The rib head is jointed to the vertebral column; the rib shaft curves around to the front of the chest, slanting downward and forward. At the front of the chest, the upper 7 pairs of ribs, called true ribs, are jointed by cartilage to the breastbone. The 8th, 9th, and 10th pairs, called false ribs, end by joining the cartilage of the 7th ribs. The 11th and 12th pairs end freely, without making connection in front, and are called floating ribs.
The outer surface of all ribs can be felt below the skin, with the exception of the first pair, which are sheltered by the collarbones. The inner surface is grooved to carry an intercostal nerve, artery, and vein.
Rib marrow forms a principal part of the body’s blood-building apparatus, containing young blood cells which divide, mature, and are released into the blood stream. Thus rib marrow is red, unlike the marrow of the long bones of the arms and legs, which is composed of yellow fat.
Any systemic disease of the bones, such as rickets or osteoporosis, may affect the ribs. The flexibility of the chest cage is reduced in emphysema, a relatively common chronic lung condition of older age, which causes the ribs to remain fixed in a thrust-forward position and form a round rigid “barrel” chest. In chest surgery, a section of one or more ribs may be removed to give the surgeon adequate access to internal organs. For severe tuberculous cavitation of the lungs, surgical resection of several ribs collapses the affected lung area, closing the cavities and allowing the tuberculous focus to heal.

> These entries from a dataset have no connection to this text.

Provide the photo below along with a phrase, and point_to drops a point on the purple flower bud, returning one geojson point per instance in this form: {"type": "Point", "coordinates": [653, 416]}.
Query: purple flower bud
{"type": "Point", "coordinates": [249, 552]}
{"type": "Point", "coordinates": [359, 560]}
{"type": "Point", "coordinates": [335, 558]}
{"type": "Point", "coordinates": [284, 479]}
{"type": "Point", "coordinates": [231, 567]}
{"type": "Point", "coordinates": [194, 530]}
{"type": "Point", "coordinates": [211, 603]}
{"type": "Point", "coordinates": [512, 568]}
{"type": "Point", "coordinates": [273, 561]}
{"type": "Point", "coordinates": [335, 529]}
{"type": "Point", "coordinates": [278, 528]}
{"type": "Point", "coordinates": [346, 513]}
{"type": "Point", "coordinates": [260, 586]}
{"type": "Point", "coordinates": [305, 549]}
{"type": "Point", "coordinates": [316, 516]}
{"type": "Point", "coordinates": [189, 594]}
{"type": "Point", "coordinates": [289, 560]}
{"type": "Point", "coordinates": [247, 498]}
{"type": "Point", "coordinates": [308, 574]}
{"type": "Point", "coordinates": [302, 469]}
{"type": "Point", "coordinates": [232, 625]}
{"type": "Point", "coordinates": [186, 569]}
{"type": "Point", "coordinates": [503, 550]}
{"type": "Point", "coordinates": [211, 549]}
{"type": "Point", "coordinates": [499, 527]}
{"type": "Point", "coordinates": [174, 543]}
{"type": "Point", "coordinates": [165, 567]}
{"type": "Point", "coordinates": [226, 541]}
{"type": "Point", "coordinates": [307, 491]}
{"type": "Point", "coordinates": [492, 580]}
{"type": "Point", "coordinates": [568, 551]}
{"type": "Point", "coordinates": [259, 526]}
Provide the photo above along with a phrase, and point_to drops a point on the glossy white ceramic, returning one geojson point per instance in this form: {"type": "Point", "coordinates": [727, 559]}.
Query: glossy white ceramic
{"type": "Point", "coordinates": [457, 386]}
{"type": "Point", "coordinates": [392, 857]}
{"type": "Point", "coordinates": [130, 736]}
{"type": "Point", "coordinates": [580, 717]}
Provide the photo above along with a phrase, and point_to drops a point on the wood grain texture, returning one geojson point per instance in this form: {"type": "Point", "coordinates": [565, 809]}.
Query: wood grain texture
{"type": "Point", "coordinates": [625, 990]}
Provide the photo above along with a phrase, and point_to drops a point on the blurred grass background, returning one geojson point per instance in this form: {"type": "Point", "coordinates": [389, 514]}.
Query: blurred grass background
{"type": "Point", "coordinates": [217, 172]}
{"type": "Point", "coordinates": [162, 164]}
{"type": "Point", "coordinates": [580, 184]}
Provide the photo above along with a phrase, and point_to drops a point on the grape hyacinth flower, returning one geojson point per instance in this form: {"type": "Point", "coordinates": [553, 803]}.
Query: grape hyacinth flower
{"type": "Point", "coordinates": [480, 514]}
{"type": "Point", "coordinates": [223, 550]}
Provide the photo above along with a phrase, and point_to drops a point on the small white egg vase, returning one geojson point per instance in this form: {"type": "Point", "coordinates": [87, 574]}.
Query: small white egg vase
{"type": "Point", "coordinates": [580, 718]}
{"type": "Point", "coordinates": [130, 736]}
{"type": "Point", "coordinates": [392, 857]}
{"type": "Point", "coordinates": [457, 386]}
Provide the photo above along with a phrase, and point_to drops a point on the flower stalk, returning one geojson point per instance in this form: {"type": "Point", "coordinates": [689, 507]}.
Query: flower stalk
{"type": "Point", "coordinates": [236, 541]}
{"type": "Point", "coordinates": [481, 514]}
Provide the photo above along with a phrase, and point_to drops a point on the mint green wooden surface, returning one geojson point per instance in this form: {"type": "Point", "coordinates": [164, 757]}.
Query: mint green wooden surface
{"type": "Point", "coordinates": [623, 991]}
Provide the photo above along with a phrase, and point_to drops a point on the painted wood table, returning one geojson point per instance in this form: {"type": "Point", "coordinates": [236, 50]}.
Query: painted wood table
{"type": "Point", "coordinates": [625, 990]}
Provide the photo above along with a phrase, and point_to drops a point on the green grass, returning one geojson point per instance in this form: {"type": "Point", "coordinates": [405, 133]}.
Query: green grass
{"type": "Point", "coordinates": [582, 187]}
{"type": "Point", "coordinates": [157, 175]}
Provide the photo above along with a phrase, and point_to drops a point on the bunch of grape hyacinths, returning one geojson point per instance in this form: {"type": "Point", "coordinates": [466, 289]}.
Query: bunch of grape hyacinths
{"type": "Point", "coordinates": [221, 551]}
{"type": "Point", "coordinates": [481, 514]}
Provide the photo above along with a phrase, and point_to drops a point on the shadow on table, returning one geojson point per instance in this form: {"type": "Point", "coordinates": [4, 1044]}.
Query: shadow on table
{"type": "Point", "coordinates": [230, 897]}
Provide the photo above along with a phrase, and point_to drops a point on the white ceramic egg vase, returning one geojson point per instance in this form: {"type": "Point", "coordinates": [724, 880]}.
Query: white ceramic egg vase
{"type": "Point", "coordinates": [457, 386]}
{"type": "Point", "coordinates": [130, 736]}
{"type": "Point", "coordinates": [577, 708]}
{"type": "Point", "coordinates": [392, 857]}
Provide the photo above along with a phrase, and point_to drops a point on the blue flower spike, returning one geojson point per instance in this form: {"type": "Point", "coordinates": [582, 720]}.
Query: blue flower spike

Ribs are relatively resistant to fracture because their curvature gives them resilience to blows. Nevertheless, fractures are not unusual, because of the large surface of the chest. Treatment is usually rest in bed with a firm supportive bandage called a cingulum, which decreases pain and promotes healing by reducing rib motion in breathing. Occasionally extra ribs are found in the neck or abdominal region. A neck rib may interfere with the circulation of the blood in the arm.
In mammals other than man, the number of rib pairs is usually larger than 12, providing protection for the abdomen as well as the chest in some species. The snake uses ribs for locomotion ; they grip the ground and shove the body forward.